Land V J, Thomas P R, Boyett J M, Glicksman A S, Culbert S, Castleberry R P, Berry D H, Vats T, Humphrey G B
Cancer. 1985 Jul 1;56(1):81-7. doi: 10.1002/1097-0142(19850701)56:1<81::aid-cncr2820560114>3.0.co;2-2.
Eighty-seven children with central nervous system (CNS) leukemia were randomized to receive either induction intrathecal chemotherapy (ITC) and cranial irradiation (CRT) plus maintenance ITC, or induction ITC and craniospinal irradiation (CSpRT) with no maintenance ITC. ITC consisted of six weekly injections of methotrexate, hydrocortisone, and arabinosylcytosine. Also, intensification of systemic induction and maintenance chemotherapy was given. CRT + ITC was given as CRT, 2400 rad in 12 fractions followed by ITC maintenance bimonthly for 2 years. Craniospinal irradiation consisted of CRT + 1400 rad in ten fractions to the spine. Randomization was stratified according to whether CNS leukemia occurred at initial diagnosis of acute lymphocytic leukemia (ALL) (Stratum I, 15 patients), during first bone marrow (BM) remission (Stratum II, 49 patients), simultaneous with first BM relapse (Stratum III, 12 patients), or during second BM remission (Stratum IV, 11 patients).
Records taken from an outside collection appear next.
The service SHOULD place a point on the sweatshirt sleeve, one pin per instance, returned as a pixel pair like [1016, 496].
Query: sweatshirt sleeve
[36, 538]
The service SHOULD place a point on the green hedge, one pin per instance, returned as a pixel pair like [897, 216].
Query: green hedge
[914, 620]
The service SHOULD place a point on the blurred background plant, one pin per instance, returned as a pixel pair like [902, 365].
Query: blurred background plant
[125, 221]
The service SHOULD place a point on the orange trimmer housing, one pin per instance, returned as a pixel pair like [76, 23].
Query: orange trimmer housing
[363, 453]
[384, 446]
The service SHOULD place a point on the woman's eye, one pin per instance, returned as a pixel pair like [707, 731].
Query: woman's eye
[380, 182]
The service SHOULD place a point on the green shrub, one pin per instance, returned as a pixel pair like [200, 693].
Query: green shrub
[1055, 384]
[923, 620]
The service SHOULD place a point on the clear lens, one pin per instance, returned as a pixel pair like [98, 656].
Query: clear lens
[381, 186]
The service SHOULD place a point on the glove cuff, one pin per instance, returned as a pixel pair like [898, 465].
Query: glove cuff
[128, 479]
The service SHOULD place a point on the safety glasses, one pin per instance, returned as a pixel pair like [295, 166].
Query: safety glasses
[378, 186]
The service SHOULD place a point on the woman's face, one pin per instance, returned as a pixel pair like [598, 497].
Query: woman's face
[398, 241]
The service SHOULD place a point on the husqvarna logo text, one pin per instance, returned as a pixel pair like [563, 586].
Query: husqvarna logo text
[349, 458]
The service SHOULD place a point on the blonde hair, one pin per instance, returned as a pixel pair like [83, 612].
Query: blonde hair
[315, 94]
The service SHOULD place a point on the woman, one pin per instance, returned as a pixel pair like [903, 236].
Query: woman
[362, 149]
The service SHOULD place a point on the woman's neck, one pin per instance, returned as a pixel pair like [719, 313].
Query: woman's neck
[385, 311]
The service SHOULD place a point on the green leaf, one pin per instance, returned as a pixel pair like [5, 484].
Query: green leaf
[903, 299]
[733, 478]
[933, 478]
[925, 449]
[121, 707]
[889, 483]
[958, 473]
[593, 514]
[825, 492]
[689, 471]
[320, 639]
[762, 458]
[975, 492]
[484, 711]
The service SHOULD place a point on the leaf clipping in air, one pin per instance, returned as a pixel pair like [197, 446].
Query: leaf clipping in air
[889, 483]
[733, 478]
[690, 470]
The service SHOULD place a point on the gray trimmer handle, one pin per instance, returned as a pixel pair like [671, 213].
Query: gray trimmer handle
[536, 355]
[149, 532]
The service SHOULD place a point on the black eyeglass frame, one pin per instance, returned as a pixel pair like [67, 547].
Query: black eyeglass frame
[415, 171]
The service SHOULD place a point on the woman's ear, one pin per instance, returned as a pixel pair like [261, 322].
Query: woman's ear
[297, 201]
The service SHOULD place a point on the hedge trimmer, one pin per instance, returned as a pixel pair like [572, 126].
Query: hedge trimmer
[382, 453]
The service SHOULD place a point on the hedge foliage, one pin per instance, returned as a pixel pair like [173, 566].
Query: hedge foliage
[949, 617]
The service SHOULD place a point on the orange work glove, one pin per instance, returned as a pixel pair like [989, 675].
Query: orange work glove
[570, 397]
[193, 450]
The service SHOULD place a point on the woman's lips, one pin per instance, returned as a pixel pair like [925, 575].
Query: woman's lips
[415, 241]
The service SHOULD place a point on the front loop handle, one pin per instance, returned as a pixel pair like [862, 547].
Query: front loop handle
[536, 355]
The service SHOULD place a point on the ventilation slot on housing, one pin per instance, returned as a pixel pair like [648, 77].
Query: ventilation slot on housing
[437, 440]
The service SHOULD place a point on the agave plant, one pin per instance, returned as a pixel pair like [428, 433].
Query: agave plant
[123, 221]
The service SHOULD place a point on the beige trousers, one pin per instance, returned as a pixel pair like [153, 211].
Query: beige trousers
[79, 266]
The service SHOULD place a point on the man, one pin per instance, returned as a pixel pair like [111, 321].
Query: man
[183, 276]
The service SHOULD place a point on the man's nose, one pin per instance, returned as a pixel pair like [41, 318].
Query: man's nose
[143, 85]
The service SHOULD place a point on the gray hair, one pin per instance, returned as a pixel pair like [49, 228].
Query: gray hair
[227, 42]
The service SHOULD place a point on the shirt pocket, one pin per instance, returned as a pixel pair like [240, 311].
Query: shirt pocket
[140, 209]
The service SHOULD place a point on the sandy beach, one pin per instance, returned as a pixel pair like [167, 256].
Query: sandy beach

The median follow-up for patients who remain at risk is 15 + months. Eight children (seven on CRT + ITC, one on CSpRT) developed presumed therapy related encephalopathy. In Stratum II, 16 of 29 (55%) patients receiving CRT + ITC experienced adverse events: 3 deaths during continuous complete remission (CCR) and 13 relapses (2 CNS, 1 CNS + BM, 1 BM + testes, and 2 testes) as compared with only 5 relapses in 20 (25%) patients on CSpRT (1 CNS, 1 CNS + BM, 1 BM, and 2 testes). The children on both regimens were comparable for sex, race, age at initial ALL diagnosis, time from ALL diagnosis to first episode of CNS leukemia, systemic therapy both before and after CNS relapse, and number of blasts in the spinal fluid at diagnosis of CNS leukemia. The conclusion is that children with isolated CNS leukemia can achieve prolonged survival with aggressive therapy, and that CSpRT is possibly less toxic and more likely than is CRT + ITC to prevent subsequent BM and testicular relapse (P less than 0.02), but not subsequent CNS relapse (P = 0.7). A possible systemic therapy effect of spinal irradiation is postulated to explain the superiority of CSpRT.
87例中枢神经系统(CNS)白血病患儿被随机分为两组,一组接受鞘内诱导化疗(ITC)及颅脑照射(CRT)加维持性ITC,另一组接受诱导性ITC及全脑脊髓照射(CSpRT)且无维持性ITC。ITC包括每周注射一次甲氨蝶呤、氢化可的松和阿糖胞苷,共6周。同时,还进行了强化的全身诱导和维持化疗。CRT + ITC方案为:先进行CRT,分12次给予2400拉德,随后每两个月进行一次ITC维持治疗,共2年。全脑脊髓照射包括CRT加对脊髓分10次给予1400拉德。随机分组根据CNS白血病是在急性淋巴细胞白血病(ALL)初诊时发生(I层,15例患者)、首次骨髓(BM)缓解期发生(II层,49例患者)、与首次BM复发同时发生(III层,12例患者)还是在第二次BM缓解期发生(IV层,11例患者)进行分层。仍处于风险中的患者的中位随访时间为15 +个月。8名儿童(7名接受CRT + ITC,1名接受CSpRT)发生了疑似与治疗相关的脑病。在II层,接受CRT + ITC的29例患者中有16例(55%)出现不良事件:3例在持续完全缓解(CCR)期间死亡,13例复发(2例CNS复发、1例CNS + BM复发、1例BM + 睾丸复发和2例睾丸复发),而接受CSpRT的20例患者中只有5例复发(1例CNS复发、1例CNS + BM复发、1例BM复发和2例睾丸复发)。两种治疗方案的患儿在性别、种族、ALL初诊时的年龄、从ALL诊断到CNS白血病首次发作的时间、CNS复发前后的全身治疗以及CNS白血病诊断时脑脊液中的原始细胞数量方面具有可比性。结论是,孤立性CNS白血病患儿通过积极治疗可实现长期生存,且CSpRT可能毒性较小,比CRT + ITC更有可能预防随后的BM和睾丸复发(P < 0.02),但不能预防随后的CNS复发(P = 0.7)。推测脊髓照射可能具有全身治疗作用来解释CSpRT的优势。